Analyse Stickoxid-Ausstoß vieler Diesel-Pkw höher als bei Lastwagen

Berlin · Eine neue Abgas-Studie der Organisation ICCT zeigt Überraschendes: Viele Diesel-Pkw stoßen mehr giftiges Stickoxid aus als Lastwagen oder Busse.

 Viele Diesel-Pkw stoßen mehr Stickoxid aus als Lastwagen

Viele Diesel-Pkw stoßen mehr Stickoxid aus als Lastwagen

Foto: dpa

Selbst in der modernsten Schadstoffklasse Euro 6 blasen viele Diesel-Pkw laut einer Analyse des Forscherverbunds ICCT mehr giftige Stickoxide (NOx) aus dem Auspuff als neue Lastwagen oder Busse. Wie die Umweltwissenschaftler berichteten, ergaben Daten des Kraftfahrt-Bundesamts (KBA) sowie aus Finnland im Schnitt für Euro-6-Personenwagen mit Dieselmotor im realen Straßenbetrieb einen NOx-Ausstoß von 500 Milligramm pro gefahrenen Kilometer. Bei Nutzfahrzeugen waren es demgegenüber nur 210 Milligramm je Kilometer.

Der ICCT, der den Abgas-Skandal bei VW mit aufgedeckt hatte, sieht in den Ergebnissen einen weiteren Beleg dafür, dass Abgastests im Labor rasch durch Messungen im echten Verkehr ergänzt werden müssen. Solche RDE-Tests ("Real Driving Emissions") sollen in der EU ab September auch schrittweise kommen. Für den CO2-Ausstoß und Verbrauch ist das sogenannte WLTP-Verfahren mit realistischeren Bedingungen geplant.

Die Forscher betonten, dass bei einer besseren Vergleichbarkeit der Daten zwischen Pkw und Nutzfahrzeugen - mit Einschluss der höheren Lastanforderungen für Lkw und Busse - sogar noch größere Abweichungen entstünden. Dann lägen die NOx-Emissionen der betrachteten Diesel-Pkw "sogar um einen Faktor 10 höher als die vergleichbaren Werte für Nutzfahrzeuge", sagte ICCT-Studienautorin Rachel Muncrief. Bei Lastern und Bussen seien bereits seit 2013 mobile Messgeräte Pflicht - daher die gegenüber den oft präparierten Labor-Pkw besseren Daten.

Neue Messungen mit teils erheblichen Differenzen

ICCT-Europa-Chef Peter Mock kritisierte, dass manche Autobauer auch beim RDE-Verfahren weiter vorbereitete Prototypen einsetzen wollten. "Besser wäre es, stattdessen normale Serienfahrzeuge aus Kundenhand zu vermessen und stichprobenartige Nachkontrollen einzuführen." Die EU-Kommission wolle auf den Vorschlag eingehen. Im November hatte der ICCT zudem drastische Abweichungen zwischen offiziellen Katalog- und tatsächlichen Straßenwerten beim CO2-Ausstoß vieler Autos gemeldet.

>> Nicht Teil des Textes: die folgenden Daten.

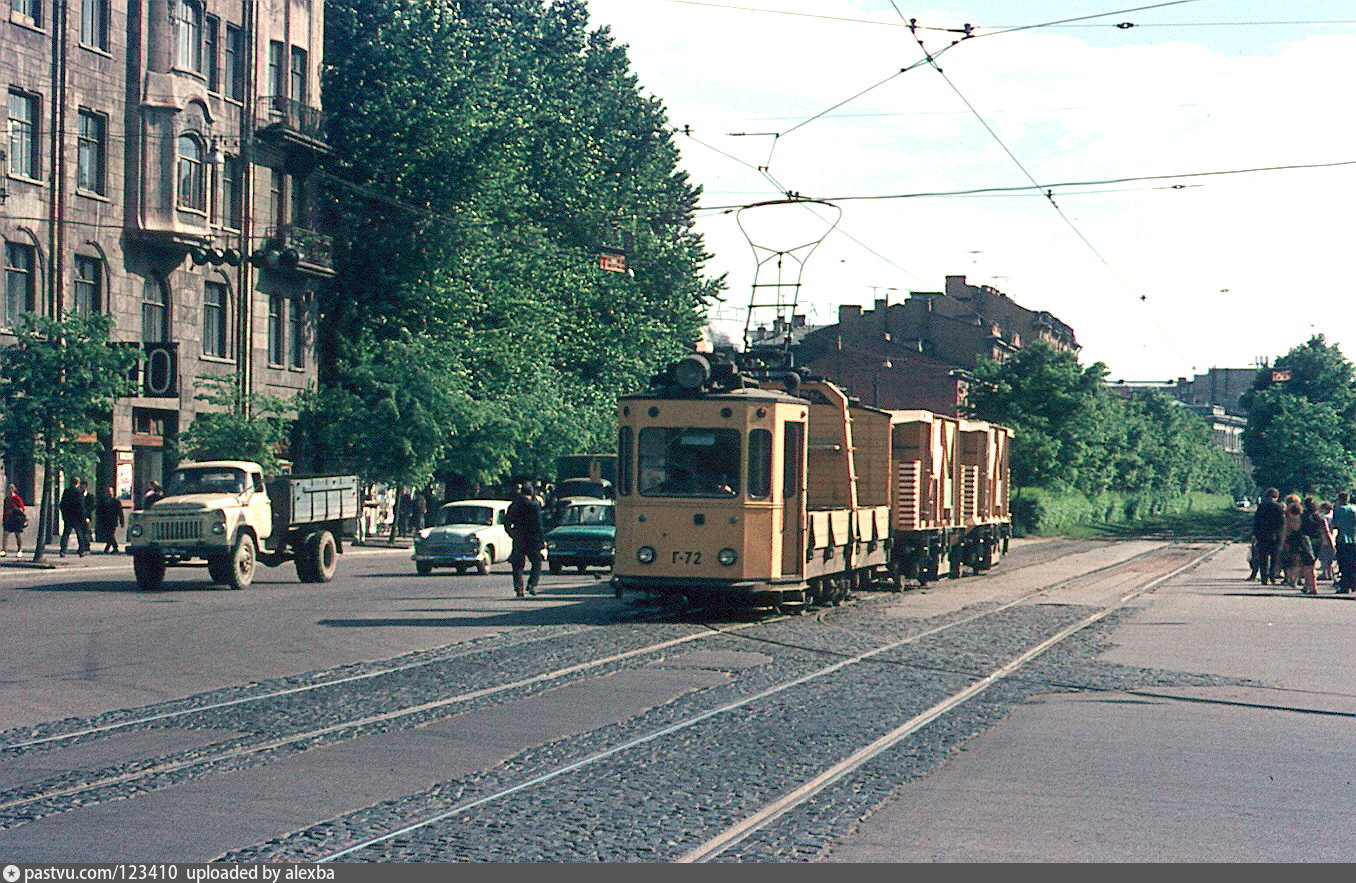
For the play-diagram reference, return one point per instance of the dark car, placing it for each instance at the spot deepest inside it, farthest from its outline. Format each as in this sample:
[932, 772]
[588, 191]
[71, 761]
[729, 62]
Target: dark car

Die Fachzeitschrift "auto motor und sport" berichtete unterdessen von neuen eigenen Stickoxid-Messungen, die teils erhebliche Differenzen im echten Fahrbetrieb zeigen. Dabei habe zum Beispiel das Renault-Diesel-Modell Captur dCi 110 mit mehr als 1300 Milligramm NOx pro Kilometer um das 16,7-fache über dem zulässigen Laborgrenzwert nach Euro-6-Norm gelegen. Erlaubt sind 80 Milligramm je Kilometer.

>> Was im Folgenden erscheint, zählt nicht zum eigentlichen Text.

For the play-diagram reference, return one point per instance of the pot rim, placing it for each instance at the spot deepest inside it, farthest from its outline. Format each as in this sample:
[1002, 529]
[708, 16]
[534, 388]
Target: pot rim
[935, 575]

Hendricks fordert zusätzliche Abgasprüfungen für Pkw

Bundesumweltministerin Barbara Hendricks (SPD) hat angesichts der jüngsten Abgasstudie der Forscherorganisation ICCT eine zusätzliche Ausweitung der Abgastests in Deutschland gefordert. "Die Studie belegt erneut, wie wichtig es ist, Stickoxid-Emissionen auf der Straße zu messen und nicht im Labor", sagte Hendricks unserer Redaktion. Zwar werde es ab diesem Jahr endlich auch die Straßentests für Pkw geben, so Hendricks.

Sie betont jedoch: "Künftig müssen Nachkontrollen unabhängig von den Herstellern durchgeführt werden, und zwar anhand von zufällig ausgewählten Serienfahrzeugen. Dann ergeben Tricksereien der Hersteller keinen Sinn mehr", sagte Hendricks. Man könne sich nicht länger auf Tests verlassen, die die Hersteller selbst mit speziell präparierten Fahrzeugen vornehmen. Als Beispiel nannte sie die Straßenmessungen, die es bei Lkw schon länger gebe. "Da sind die Emissionen deutlich zurückgegangen", sagte die Umweltministerin.